Community members who stepped up to defend Col. David Augustine after a whistleblower accused him of carelessly spending public funds were right when they spoke to his good character and intentions. An independent inquiry has cleared the commander of Fort Wayne’s 122nd Fighter Wing of any wrongdoing in spending nearly $200,000 in base funds.
What the inquiry doesn’t address, however, is a perception that the money he spent might not be an appropriate use of taxpayer dollars. Should the Air National Guard spend $39,000 on holiday parties? Is it necessary and appropriate to send 85 airmen through Dale Carnegie training at $1,000 each?
At a time when the military is undergoing cost-cutting, right-sizing and furloughs, it’s appropriate to ask whether the commander should have spent $30,000 on personal office renovations.
Maj. Gen. Martin Umbarger, Indiana adjutant general, made it clear during a news conference last week that charges filed by an anonymous complainant in May were not substantiated.
But while he noted that some of the spending figures were exaggerated, he didn’t dispute that Augustine authorized spending on the costly holiday parties, off-site seminars, a $48,000 neon sign for the base and travel expenses for an English artist commissioned to do paintings of the base. The expenditures, he said, were common and acceptable practices at military bases.
That’s the point that should bother taxpayers. Why should the military follow spending practices that would be unacceptable in any other public setting?
In 2005, Gov. Mitch Daniels decided $2,000 rocking chairs at the state developmental centers were too extravagant and he sold them on eBay. In 2011, the director of the Hoosier Lottery quickly resigned after taxpayers learned of lavish accommodations there.
Make no mistake: the 122nd Fighter Wing serves an important role in northeast Indiana, and Augustine’s efforts to connect with the community are appreciated. The commander’s advocacy for the air base is admirable.

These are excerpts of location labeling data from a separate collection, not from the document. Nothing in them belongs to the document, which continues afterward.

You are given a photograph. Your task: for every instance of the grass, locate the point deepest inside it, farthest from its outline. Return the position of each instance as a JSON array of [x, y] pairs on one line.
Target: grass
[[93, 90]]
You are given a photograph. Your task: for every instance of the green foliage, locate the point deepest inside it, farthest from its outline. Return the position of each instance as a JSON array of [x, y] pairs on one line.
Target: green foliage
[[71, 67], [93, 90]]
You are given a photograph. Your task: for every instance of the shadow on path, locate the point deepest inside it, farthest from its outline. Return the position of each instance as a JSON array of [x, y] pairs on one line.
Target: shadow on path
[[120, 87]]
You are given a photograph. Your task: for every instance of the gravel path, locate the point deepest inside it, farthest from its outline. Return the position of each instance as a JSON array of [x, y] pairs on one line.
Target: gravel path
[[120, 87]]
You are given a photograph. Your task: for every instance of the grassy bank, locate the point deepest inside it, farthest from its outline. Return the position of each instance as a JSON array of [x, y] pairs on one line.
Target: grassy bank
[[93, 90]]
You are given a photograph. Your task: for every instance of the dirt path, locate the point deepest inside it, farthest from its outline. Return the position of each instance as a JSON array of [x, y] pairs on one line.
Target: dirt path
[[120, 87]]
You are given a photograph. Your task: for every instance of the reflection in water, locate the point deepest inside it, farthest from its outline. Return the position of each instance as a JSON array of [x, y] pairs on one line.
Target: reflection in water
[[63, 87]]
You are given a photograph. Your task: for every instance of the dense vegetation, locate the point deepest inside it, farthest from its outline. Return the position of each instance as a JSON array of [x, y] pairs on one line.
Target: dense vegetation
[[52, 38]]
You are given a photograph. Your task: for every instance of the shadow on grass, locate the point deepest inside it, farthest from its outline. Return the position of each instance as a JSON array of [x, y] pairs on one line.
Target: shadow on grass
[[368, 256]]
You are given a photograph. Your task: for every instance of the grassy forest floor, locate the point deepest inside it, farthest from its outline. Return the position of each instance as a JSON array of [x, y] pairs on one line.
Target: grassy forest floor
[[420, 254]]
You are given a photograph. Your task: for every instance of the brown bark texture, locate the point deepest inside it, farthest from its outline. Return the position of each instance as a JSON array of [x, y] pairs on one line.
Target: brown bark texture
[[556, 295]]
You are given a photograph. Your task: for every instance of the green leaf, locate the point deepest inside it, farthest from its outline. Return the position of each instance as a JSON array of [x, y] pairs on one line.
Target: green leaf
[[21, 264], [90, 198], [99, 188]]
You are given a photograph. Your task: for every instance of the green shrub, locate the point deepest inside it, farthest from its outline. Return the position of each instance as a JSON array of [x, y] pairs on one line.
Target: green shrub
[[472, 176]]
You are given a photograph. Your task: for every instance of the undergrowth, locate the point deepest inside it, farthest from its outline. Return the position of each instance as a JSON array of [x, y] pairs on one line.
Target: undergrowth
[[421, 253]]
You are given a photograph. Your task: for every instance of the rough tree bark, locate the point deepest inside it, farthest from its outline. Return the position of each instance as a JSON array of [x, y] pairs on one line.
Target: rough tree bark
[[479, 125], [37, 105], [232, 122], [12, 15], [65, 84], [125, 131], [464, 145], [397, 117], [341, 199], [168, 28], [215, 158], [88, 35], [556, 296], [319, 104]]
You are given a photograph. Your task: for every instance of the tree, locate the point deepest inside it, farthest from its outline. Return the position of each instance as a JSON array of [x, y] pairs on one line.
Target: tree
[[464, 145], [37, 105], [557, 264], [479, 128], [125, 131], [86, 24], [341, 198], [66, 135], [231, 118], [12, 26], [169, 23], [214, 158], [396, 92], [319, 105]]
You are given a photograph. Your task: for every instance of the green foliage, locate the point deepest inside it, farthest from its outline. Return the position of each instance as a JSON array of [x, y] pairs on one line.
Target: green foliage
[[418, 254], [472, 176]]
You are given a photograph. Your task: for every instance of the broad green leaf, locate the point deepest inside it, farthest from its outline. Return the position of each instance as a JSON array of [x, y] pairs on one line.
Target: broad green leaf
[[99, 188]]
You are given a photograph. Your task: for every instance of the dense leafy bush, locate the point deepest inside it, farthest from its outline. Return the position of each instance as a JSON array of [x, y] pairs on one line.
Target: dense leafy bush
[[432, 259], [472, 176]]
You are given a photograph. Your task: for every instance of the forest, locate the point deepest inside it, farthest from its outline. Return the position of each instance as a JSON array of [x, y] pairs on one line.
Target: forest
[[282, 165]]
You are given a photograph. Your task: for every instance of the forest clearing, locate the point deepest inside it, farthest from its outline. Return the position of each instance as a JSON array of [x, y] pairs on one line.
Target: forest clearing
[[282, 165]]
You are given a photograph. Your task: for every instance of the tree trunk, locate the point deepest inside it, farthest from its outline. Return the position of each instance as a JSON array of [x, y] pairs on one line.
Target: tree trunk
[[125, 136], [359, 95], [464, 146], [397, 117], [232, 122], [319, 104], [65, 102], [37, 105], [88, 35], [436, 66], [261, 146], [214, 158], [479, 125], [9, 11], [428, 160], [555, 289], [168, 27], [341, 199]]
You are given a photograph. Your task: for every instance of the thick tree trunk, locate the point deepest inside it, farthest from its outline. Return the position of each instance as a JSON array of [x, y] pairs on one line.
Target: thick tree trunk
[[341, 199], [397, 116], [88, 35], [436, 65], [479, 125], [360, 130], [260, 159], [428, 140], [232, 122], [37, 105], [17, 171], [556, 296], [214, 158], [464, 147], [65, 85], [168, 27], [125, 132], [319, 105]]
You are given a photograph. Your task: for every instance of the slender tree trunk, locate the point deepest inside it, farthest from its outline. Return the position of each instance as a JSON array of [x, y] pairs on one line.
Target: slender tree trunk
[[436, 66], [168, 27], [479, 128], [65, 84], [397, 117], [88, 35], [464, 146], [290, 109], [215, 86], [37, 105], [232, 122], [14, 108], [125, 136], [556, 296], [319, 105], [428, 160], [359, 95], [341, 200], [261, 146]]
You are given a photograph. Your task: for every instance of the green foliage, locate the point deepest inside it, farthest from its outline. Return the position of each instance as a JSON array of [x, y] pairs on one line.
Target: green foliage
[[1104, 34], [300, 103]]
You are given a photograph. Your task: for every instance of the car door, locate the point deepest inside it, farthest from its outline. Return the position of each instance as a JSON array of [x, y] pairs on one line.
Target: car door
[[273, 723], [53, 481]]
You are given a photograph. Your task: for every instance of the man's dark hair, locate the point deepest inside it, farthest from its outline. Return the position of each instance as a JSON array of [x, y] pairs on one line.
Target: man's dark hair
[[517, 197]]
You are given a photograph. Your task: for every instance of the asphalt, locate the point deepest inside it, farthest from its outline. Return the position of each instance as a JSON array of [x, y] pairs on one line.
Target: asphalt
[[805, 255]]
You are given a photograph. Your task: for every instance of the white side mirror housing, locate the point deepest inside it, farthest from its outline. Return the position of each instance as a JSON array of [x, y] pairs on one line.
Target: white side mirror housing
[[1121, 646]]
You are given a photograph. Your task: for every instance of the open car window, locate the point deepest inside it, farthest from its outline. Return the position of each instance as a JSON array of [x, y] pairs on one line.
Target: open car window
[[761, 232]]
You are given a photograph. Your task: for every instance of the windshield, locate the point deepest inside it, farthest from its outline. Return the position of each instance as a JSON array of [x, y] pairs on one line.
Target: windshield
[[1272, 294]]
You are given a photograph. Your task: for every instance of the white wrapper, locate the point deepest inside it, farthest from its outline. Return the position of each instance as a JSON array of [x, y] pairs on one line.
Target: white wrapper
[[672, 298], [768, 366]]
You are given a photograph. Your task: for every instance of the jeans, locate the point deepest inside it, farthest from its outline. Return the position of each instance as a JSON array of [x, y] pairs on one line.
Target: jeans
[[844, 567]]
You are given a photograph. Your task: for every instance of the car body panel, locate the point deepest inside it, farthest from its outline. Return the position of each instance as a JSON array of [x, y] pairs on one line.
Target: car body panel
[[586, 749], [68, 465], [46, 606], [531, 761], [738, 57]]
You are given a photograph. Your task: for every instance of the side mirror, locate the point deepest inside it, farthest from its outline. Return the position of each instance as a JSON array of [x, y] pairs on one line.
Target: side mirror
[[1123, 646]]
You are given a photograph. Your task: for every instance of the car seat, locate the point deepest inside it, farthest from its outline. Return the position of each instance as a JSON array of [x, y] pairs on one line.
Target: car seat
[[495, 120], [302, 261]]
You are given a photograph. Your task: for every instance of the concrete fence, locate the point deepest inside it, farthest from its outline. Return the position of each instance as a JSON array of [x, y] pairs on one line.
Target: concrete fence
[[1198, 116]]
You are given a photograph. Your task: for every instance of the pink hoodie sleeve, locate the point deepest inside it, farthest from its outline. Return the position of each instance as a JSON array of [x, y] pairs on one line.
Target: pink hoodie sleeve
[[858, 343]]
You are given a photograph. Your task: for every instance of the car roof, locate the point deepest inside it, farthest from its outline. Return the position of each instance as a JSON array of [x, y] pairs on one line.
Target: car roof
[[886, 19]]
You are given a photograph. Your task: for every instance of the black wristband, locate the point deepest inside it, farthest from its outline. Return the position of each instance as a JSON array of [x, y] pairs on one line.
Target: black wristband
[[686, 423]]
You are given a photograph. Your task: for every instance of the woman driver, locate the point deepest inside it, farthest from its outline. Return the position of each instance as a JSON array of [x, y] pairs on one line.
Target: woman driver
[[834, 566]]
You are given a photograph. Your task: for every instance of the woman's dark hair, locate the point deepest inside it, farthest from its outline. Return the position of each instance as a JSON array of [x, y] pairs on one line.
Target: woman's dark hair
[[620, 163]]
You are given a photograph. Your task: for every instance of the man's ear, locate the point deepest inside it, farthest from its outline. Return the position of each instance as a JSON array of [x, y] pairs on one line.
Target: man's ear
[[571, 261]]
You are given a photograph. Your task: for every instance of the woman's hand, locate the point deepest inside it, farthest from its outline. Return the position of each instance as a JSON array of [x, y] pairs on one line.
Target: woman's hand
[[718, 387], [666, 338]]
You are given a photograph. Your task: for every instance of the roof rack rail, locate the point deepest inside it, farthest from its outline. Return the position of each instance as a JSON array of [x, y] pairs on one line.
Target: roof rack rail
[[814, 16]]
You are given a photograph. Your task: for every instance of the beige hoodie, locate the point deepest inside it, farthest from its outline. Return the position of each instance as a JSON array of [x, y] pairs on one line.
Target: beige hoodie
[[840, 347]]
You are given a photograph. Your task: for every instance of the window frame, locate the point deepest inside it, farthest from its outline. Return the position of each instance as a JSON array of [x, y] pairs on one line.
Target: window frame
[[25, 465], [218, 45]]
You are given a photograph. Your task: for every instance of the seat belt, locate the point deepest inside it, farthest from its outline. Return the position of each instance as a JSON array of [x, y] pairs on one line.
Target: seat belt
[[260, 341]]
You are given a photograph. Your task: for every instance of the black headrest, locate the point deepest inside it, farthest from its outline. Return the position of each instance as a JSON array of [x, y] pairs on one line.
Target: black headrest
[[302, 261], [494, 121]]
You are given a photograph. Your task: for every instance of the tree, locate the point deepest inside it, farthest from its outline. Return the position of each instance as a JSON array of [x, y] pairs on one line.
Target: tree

That said, just because spending for parties and office décor is allowed, doesn’t make it right. The Air National Guard’s case for preserving its presence here and in other cities is stronger, in fact, if it demonstrates responsibility to taxpayers along with its devotion to service.
Even as Rep. Marlin Stutzman and Sens. Joe Donnelly and Dan Coats fight to maintain a Guard presence here, they can best serve taxpayers by insisting that military spending here and elsewhere is essential to the mission.